Described distributed monitoring management system, preferably:
Performance monitoring module includes collection module and convergence module;
Collection module is used for the monitoring data for reading monitored node, and gives the monitoring data transmission being collected into convergence mould Block;
Convergence module collection monitoring data and collect storage arrive data memory module.
Described distributed monitoring management system, preferably:
Fault alarm module, the data in scan data memory module, determines the rank and species of warning information, sends short Letter or mail alarm;Or monitor node or the alert data of monitored node transmission are received, the alert data of the reception is deposited Data memory module is stored up, and according to the rank and species of alert data, sends short message or mail alarm.
Described distributed monitoring management system, preferably:Overview display module carries out one or a combination set of following exhibition Show:
(1) alarm today project statistics:Current cluster malfunction is shown with the formal intuition of block diagram, how many event Hinder server, failed services and faulty components;
(2) cluster server state:Cluster server is divided into three kinds of states:Normally, failure and high load capacity;
(3) alarm list is not solved:All unsolved alarms;
(4) resource that can change granularity uses timing diagram:Including cpu busy percentage, memory usage.
Described distributed monitoring management system, preferably:Data memory module includes RRD or Mysql, and monitoring data is deposited In RRD, alert data is stored in Mysql for storage.
A kind of distributed monitoring management method for distributed cluster system, comprise the following steps:
Monitored node in the monitoring distributed group system of step 1., by supervising data storage to data memory module;
Step 2. carries out fault alarm according to the monitoring data of storage, or receives monitor node and monitored node transmission Alert data, by the alert data of the reception carry out storage to data memory module and according to the information carry out fault alarm;
Step 3. reads monitoring data or alert data in data memory module, carries out calculating analysis, preserves after calculating Analysis result;
Step 4. shows the analysis result of comprehensive analysis enquiry module;
Step 5. carries out user management and rights management;
Step 6. carries out unified configuration to distributed cluster system.

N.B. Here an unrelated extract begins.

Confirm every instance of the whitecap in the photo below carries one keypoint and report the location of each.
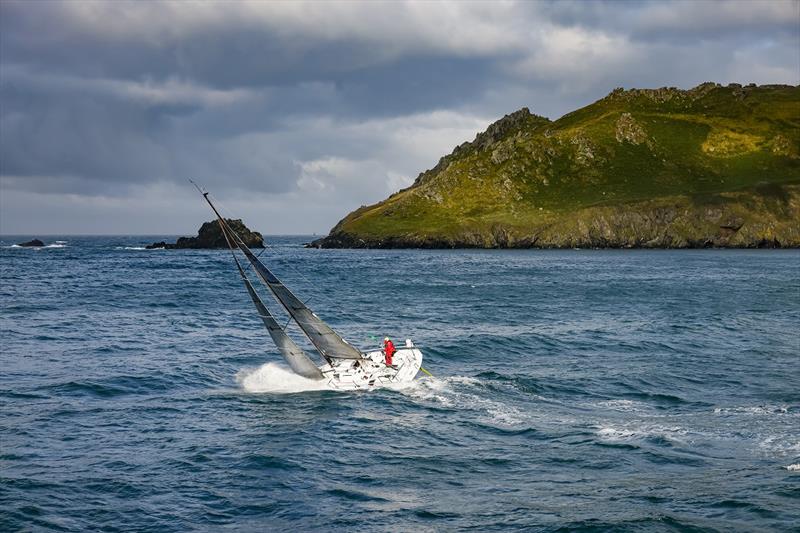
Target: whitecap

Described distributed monitoring management method, preferably:
Monitoring in step 1 includes:The monitoring data of monitored node is read, the monitoring data being collected into is collected and deposited Storage.
Described distributed monitoring management method, preferably:
Fault alarm in step 2 is specially the data in scan data memory module, determine warning information rank and Species, send short message or mail alarm;Or monitor node and the alert data of monitored node transmission are received, by the reception Data memory module is arrived in alert data storage, and according to the rank and species of alert data, sends short message or mail alarm.
Described distributed monitoring management method, preferably:Overview display in step 4 includes one or a combination set of following Displaying:
(1) alarm today project statistics:Current cluster malfunction is shown with the formal intuition of block diagram, how many event Hinder server, failed services and faulty components;
(2) cluster server state:Cluster server is divided into three kinds of states:Normally, failure and high load capacity;
(3) alarm list is not solved:All unsolved alarms;
(4) resource that can change granularity uses timing diagram:Including cpu busy percentage, memory usage.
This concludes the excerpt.